Attempts are being made to diagnose this condition by means of medical imaging, e.g. transrectal ultrasound or MRI, transrectal needle-aspiration of the seminal-vesicles (if the seminal-vesicles contain spermatozoa, but the semen does not, the obstruction must be downstream of the seminal vesicles and the ejaculatory ducts are very likely to be obstructed), provided that other causes for a dry ejaculation/aspermia such as an retrograde ejaculation are ruled out. [3]

Treatment

A common method to treat ejaculatory duct obstruction is transurethral resection of the ejaculatory ducts (TURED). This operative procedure is relatively invasive but led to natural pregnancies in approx. 20 % of affected men.[4] A disadvantage is the destruction of the valves at the openings of the ejaculatory ducts into the urethra such that urine may flow backwards into the seminal vesicles. Another, experimental approach is the recanalization of the ejaculatory ducts by transrectal or transurethral inserted balloon catheter[5] Though much less invasive and preserving the anatomy of the ejaculatory ducts, this procedure is probably not completely free of complications either and success-rates are unknown.
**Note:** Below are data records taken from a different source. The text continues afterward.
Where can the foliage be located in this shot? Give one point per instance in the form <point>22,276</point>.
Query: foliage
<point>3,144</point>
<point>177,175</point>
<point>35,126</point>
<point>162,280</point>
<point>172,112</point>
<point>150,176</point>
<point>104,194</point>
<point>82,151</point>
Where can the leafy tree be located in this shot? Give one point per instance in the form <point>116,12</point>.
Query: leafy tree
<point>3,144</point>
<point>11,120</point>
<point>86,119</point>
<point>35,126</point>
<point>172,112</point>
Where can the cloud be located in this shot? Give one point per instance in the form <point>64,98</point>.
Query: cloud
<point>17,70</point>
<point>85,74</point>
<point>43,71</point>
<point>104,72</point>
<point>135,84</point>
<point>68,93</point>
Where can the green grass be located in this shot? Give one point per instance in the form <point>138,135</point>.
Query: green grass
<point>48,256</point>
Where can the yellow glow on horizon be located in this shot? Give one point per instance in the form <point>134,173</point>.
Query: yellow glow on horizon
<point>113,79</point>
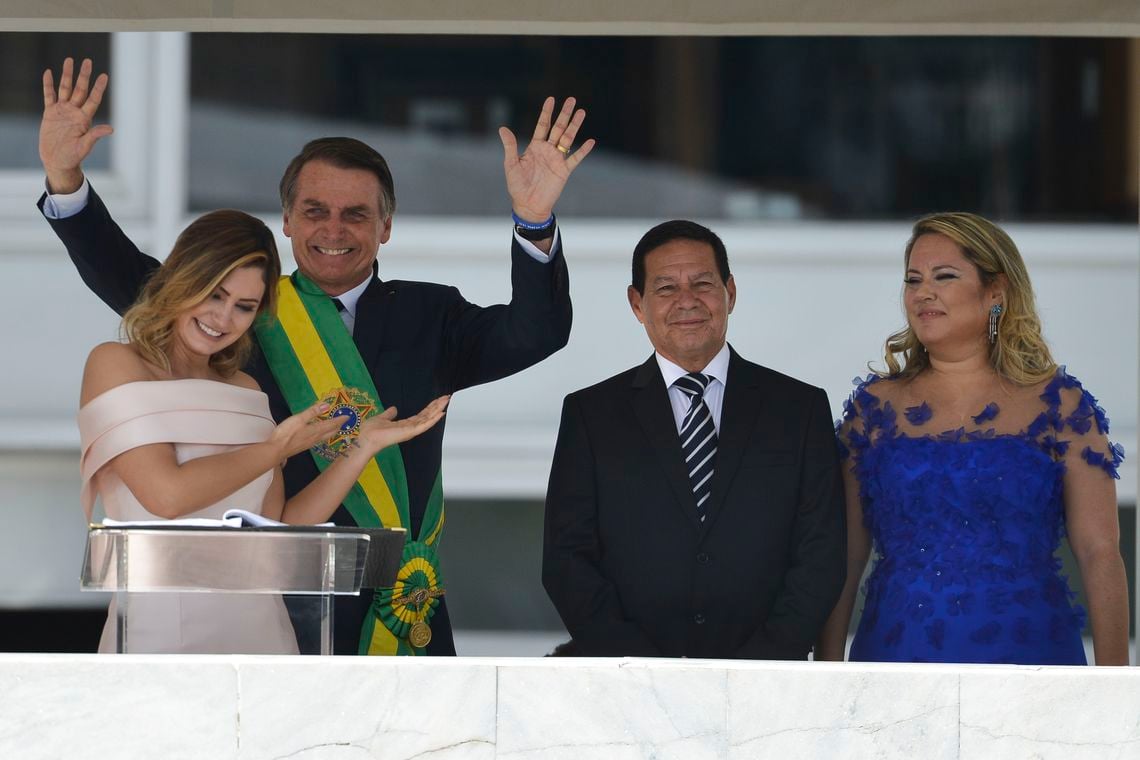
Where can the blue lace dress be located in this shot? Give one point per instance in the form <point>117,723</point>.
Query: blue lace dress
<point>966,524</point>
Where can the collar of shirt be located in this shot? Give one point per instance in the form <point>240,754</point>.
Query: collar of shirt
<point>717,368</point>
<point>349,299</point>
<point>714,394</point>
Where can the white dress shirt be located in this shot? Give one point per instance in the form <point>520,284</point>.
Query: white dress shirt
<point>714,394</point>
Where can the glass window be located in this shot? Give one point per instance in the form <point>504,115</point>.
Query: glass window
<point>733,128</point>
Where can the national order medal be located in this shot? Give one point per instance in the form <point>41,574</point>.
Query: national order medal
<point>355,406</point>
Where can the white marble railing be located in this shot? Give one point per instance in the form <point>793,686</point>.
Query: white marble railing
<point>308,708</point>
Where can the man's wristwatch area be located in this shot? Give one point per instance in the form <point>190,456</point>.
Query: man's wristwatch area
<point>529,230</point>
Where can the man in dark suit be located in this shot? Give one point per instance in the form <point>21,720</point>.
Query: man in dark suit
<point>695,504</point>
<point>417,340</point>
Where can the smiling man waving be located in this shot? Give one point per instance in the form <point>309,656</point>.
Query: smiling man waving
<point>402,343</point>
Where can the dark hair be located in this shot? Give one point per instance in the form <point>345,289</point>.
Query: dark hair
<point>343,153</point>
<point>204,254</point>
<point>678,229</point>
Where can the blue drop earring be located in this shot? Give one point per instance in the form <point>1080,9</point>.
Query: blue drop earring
<point>994,315</point>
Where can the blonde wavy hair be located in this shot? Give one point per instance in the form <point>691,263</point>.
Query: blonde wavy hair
<point>204,254</point>
<point>1019,353</point>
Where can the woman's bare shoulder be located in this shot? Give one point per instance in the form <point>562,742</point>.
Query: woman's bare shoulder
<point>111,365</point>
<point>244,380</point>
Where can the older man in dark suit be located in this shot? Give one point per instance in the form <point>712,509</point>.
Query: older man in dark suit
<point>695,503</point>
<point>412,341</point>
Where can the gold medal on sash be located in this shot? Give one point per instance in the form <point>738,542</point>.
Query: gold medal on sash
<point>420,635</point>
<point>353,406</point>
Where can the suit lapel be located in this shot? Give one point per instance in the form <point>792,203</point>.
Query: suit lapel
<point>372,321</point>
<point>742,401</point>
<point>654,414</point>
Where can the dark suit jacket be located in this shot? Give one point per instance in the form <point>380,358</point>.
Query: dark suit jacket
<point>628,565</point>
<point>418,341</point>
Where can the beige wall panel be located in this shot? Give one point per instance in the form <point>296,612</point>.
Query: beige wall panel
<point>1089,17</point>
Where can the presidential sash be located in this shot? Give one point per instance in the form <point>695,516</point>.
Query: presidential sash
<point>311,354</point>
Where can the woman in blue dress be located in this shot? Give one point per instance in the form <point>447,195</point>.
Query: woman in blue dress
<point>967,463</point>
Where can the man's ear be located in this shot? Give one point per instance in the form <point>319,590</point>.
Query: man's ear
<point>635,302</point>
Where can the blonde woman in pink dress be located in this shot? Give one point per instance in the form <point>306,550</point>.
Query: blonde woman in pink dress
<point>170,427</point>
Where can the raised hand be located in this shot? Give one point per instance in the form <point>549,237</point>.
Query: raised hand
<point>67,133</point>
<point>535,179</point>
<point>304,430</point>
<point>384,430</point>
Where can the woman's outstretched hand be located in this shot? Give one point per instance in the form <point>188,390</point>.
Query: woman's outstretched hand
<point>384,430</point>
<point>304,430</point>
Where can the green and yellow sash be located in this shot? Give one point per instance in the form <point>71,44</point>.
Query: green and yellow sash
<point>310,352</point>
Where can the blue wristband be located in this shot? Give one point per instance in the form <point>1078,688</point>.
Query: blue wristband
<point>523,223</point>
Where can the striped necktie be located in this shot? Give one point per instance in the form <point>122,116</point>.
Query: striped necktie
<point>698,438</point>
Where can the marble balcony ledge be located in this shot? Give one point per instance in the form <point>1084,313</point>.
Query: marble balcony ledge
<point>309,708</point>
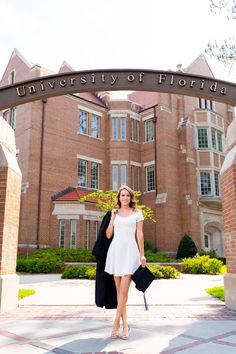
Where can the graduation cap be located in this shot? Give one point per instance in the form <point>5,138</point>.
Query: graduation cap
<point>142,278</point>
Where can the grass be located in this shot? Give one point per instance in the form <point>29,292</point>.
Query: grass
<point>217,291</point>
<point>25,292</point>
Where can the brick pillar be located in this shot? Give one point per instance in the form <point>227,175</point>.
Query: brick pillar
<point>10,184</point>
<point>228,189</point>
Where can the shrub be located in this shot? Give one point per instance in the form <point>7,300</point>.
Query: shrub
<point>187,248</point>
<point>165,272</point>
<point>79,271</point>
<point>201,265</point>
<point>37,265</point>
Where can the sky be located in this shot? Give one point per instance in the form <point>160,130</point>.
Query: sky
<point>110,34</point>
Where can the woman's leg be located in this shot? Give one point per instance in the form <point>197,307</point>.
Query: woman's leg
<point>122,286</point>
There is a clinical study currently ongoing in Kiel, Germany to examine the success-rates of recanalization of the ejaculatory ducts by means of balloon dilation[6].
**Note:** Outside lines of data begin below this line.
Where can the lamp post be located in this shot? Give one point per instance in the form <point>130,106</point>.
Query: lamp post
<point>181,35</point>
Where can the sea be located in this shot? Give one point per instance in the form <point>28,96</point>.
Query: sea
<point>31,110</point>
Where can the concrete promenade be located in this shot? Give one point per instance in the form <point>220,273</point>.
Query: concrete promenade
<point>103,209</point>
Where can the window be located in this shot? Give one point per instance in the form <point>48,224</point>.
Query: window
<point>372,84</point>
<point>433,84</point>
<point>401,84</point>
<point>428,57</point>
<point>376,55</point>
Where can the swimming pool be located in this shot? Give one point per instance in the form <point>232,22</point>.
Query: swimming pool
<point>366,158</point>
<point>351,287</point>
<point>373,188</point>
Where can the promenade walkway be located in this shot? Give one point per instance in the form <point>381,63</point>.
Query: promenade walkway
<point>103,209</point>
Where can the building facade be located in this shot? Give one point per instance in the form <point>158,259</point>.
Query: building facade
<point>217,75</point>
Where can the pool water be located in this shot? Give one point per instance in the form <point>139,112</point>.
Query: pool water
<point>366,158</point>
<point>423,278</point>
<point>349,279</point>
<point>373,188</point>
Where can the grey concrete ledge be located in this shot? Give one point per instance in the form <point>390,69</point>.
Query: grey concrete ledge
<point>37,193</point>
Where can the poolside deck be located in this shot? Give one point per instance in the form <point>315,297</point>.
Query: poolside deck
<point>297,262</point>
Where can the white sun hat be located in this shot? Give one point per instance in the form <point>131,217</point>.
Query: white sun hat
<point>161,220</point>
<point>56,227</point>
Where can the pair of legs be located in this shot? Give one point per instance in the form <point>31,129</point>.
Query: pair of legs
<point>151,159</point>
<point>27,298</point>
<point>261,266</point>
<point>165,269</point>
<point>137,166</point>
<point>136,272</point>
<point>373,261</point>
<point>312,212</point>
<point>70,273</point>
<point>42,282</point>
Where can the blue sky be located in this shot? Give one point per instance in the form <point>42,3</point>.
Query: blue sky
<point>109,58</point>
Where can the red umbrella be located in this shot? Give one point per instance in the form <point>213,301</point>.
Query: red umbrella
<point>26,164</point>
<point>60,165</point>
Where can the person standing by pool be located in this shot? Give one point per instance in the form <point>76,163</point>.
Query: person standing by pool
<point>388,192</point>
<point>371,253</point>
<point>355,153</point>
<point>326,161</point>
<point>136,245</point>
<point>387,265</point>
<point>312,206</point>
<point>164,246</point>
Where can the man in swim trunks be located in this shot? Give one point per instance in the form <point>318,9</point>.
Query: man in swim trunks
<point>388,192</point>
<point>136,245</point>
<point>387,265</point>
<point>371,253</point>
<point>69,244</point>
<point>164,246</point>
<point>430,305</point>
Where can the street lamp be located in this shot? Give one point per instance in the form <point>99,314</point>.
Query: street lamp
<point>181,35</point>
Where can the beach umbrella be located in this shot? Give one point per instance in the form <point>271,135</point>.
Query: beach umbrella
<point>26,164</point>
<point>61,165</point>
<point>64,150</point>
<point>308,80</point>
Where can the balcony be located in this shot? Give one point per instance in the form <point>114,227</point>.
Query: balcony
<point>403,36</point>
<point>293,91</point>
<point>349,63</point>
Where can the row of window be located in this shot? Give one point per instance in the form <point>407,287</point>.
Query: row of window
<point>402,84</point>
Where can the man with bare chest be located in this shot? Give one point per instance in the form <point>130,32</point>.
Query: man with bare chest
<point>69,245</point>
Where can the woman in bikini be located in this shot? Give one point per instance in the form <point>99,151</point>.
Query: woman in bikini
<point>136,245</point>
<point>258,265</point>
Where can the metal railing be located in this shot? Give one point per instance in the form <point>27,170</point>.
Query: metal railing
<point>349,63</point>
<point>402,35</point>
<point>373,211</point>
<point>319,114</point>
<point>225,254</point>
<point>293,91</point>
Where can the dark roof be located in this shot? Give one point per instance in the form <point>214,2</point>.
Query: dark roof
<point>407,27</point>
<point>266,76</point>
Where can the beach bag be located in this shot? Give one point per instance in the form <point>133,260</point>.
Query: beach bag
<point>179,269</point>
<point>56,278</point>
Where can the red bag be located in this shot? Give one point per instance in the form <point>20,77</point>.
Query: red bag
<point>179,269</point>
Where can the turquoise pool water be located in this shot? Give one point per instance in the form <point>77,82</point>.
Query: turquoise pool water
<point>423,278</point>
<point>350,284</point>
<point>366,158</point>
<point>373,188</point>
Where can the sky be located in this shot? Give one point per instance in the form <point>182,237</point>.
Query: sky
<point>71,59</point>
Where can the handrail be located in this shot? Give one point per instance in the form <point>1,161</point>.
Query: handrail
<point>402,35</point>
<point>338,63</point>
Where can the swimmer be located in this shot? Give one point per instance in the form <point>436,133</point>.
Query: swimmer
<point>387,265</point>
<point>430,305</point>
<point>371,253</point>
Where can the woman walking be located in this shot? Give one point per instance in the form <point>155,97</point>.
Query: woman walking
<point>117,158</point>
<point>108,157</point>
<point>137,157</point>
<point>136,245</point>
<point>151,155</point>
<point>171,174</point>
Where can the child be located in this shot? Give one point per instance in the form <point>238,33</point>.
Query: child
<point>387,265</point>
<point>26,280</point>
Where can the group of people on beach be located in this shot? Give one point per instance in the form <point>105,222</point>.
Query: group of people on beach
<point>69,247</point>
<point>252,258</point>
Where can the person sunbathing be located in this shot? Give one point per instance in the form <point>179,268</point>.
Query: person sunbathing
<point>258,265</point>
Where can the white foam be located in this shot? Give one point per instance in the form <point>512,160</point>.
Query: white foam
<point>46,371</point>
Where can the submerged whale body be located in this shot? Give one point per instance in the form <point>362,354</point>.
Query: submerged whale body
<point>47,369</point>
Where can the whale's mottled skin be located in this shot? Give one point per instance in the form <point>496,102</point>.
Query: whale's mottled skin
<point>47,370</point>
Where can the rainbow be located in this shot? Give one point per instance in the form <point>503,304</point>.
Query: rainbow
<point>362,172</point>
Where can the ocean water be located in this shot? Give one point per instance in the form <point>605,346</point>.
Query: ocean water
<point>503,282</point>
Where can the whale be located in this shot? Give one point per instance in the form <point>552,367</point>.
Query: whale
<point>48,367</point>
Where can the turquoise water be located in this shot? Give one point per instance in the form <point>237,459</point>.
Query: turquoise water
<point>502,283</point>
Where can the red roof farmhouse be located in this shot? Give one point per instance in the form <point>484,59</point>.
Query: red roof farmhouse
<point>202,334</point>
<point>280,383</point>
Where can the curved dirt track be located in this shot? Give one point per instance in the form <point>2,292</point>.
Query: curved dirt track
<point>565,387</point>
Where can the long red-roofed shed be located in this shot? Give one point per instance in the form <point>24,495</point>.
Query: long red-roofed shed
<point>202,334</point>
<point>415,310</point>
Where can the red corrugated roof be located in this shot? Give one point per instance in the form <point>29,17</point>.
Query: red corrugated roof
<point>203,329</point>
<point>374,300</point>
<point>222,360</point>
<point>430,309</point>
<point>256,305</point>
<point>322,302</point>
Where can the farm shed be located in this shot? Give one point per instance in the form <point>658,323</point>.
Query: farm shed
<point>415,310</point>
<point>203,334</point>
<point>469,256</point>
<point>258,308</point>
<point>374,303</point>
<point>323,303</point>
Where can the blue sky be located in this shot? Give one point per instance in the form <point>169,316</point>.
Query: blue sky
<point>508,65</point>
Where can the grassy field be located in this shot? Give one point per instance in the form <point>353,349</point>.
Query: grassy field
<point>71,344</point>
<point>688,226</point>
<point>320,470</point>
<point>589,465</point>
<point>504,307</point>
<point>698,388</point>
Usually, affected men have a normal production of spermatozoa in their testes, so that after spermatozoa were harvested directly from the testes e.g. by TESE, or the seminal vesicles (by needle aspiration) they and their partner are potentially candidates for some treatment-options of assisted reproduction e.g. in-vitro fertilisation. Note that in this case, most of the treatment, e.g.hormonal stimulation and harvesting of oocytes, is transferred to the probably healthy wife/girlfriend.

References

  1. ^ Pryor, Henry: "Ejaculatory duct obstruction in subfertile males: analysis of 87 patients" Fertil Steril, 56:725, 1991
  2. ^ Transrectal US-guided seminal vesiculography and ejaculatory duct recanalization and balloon dilation for treatment of chronic pelvic pain. Lawler LP, Cosin O, Jarow JP, Kim HS. J Vasc Interv Radiol. 2006 Jan;17(1):169-73.
  3. ^ Purohit, Wu, Shinohara, Turek: "A prospective comparison of three diagnostic methods to evaluate ejaculatory duct obstruction", The journal of urology, Vol. 171,(232-236), Jan 2004
  4. ^ "Surgical therapy in infertile men with ejaculatory duct obstruction: technique and outcome of a standardized surgical approach."Schroeder-Printzen I, Ludwig M, Köhn F, Weidner W. Hum Reprod. 2000 Jun;15(6):1364-8.
  5. ^ Transrectal US-guided seminal vesiculography and ejaculatory duct recanalization and balloon dilation for treatment of chronic pelvic pain. Lawler LP, Cosin O, Jarow JP, Kim HS. J Vasc Interv Radiol. 2006 Jan;17(1):169-73.